Bahamut : the execution engine that creates, schedules and manages offline jobs.

Blink : Alibaba’s internal Flink fork, optimized for large‑scale batch, SQL and TableAPI workloads.

Soman : UI module for visualizing task status and creating applications.

Catalog : metadata service for table DDL and storage resource management.

Hippo : a Yarn‑like resource manager providing Docker management for online services.

Swift : a high‑throughput distributed message queue built on HDFS.

The overall data flow consists of three layers:

Data synchronization layer: mirrors full‑ and incremental‑data from source tables into internal HBase tables.

Data association layer: joins data across dimensions and applies UDTFs to produce output for the search engine.

Data interaction layer: stores the final full‑ and incremental‑datasets and interacts with the online build module.

Unified Full‑Incremental Compute Model

To hide platform details from users, the concept of a Business Table (an abstract table composed of a full‑table and/or an incremental stream table with identical schema) is introduced. Users design a Business Graph that connects Business Tables with processing components such as Join and UDTF. Bahamut translates the Business Graph → APP Graph → Job Graph → Blink/Maat jobs, performing correctness checks, task‑layer optimization, and generating the necessary Blink and Maat jobs.

Storage and Compute

HBase‑Based Storage

Since 2012 the platform uses HBase as the internal storage engine, leveraging its Scan/Get and bulk‑load capabilities to match the full‑/incremental model, its LSM‑Tree architecture for reliability, and its schema‑free design for evolving business data.

Flink‑Based Compute

From 2016 onward the platform adopted Flink (Blink) as the compute engine, unifying stream and batch processing via TableAPI and SQL. The latest Blink‑2.1.1 version supports native batch, SQL‑driven job description, and submission through the Bayes development platform, simplifying debugging and resource utilization.
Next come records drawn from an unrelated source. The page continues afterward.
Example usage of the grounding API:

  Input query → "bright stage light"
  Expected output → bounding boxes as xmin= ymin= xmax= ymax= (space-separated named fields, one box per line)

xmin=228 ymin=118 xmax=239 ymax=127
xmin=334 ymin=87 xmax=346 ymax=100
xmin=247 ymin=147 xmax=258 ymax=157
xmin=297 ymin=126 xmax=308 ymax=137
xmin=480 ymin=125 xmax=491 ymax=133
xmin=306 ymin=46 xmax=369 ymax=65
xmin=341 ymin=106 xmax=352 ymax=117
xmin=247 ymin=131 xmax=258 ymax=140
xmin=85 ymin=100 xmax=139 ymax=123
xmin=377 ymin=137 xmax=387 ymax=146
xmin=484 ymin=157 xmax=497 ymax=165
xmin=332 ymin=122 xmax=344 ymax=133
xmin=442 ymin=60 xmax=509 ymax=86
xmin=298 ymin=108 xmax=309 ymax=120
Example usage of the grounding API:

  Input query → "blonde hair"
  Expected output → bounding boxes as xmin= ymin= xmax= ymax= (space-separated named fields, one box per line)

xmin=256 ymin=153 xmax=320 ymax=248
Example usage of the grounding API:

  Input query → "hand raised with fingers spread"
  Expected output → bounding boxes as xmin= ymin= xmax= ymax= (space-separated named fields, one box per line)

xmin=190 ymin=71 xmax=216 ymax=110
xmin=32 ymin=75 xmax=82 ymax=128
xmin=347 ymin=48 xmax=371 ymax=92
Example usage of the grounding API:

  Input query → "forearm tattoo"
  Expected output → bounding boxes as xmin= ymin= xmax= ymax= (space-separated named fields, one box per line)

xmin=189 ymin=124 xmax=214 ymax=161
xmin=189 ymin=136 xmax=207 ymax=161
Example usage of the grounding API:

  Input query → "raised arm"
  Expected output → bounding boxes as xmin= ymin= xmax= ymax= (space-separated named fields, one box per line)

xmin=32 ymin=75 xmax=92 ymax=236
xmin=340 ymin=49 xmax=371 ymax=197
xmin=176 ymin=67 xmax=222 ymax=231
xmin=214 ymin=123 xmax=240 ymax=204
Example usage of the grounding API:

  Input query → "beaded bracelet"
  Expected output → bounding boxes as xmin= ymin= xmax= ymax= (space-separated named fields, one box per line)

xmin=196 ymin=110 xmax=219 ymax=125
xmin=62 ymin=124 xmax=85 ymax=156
-- Define a DRC source table (MySQL binlog stream)
CREATE TABLE DRCSource_1 (
  `tag_id` VARCHAR,
  `act_info_id` VARCHAR
) WITH (
  tableFactoryClass='com.alibaba.xxx.xxx.DRCTableFactory',
  -- other config
);

-- Define an HBase sink table
CREATE TABLE HbaseSink_1 (
  `tag_id` VARCHAR,
  `act_info_id` VARCHAR
) WITH (
  class='com.alibaba.xxx.xxx.CombineSink',
  hbase_tableName='bahamut_search_tmall_act',
  -- other config
);

-- Insert logic
INSERT INTO HbaseSink_1 SELECT
  `tag_id`,
  `act_info_id`
FROM DRCSource_1;

Conclusion

Alibaba’s search offline platform combines batch and real‑time processing to handle billions of records daily with million‑level TPS. It now serves over 200 internal business lines and is being extended to recommendation and advertising scenarios, with future plans to offer the capability as a cloud service on Alibaba Cloud.